Exclamatory cuteness aside, if “not determined by anything that’s come before, and not predictable even in principle” isn’t the same as randomness, I don’t know what is.
What Conway apparently has in mind here is that the randomness is weird and quantumly nonlocal: when the behavior goes from undetermined to determined, it does it at two places at once, and the places can be sufficiently far apart that no signal can get between them in time. That doesn’t mean it’s not random, it just means that as well as being random it’s also bizarre in the usual QM way; the Free Will Theorem doesn’t tell us anything particularly new about the weirdness, it’s just one of the three assumptions that it starts from.

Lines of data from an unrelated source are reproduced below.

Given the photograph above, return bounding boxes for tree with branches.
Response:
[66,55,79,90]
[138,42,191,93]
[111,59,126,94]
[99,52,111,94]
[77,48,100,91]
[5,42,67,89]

Conway gets all sort of Penrose-like and speculates that while all the little “free decisions” made by particles usually sort of cancel out, our brains somehow avoid this canceling out, and that through some as yet unknown process our human-level free will pops out as a result. This, he says, makes the whole Compatibilism thing a moot point; since the universe isn’t deterministic, it just doesn’t matter whether free will is compatible with determinism. Compatibilism, the second of the papers says, is just “a now unnecessary attempt to allow for human free will in a deterministic world”.
Which is not quite right. :) Compatibilism is the recognition that indeterminicity is neither necessary nor sufficient for free will. Free will has to do with the freedom to express one’s preferences and goals in the world, not necessarily the ability to escape prediction by a hypothetical omniscient seer. Free will is possible with or without random or undetermined bits of fundamental physics (and those people who told Conway he ought to just say the particle behaviors are undetermined were right).
In fact free will requires that various of our actions are in fact influenced by, reflective of, if not determined by, past facts about the universe, those facts being the preferences, plans, and goals of the person acting with free will.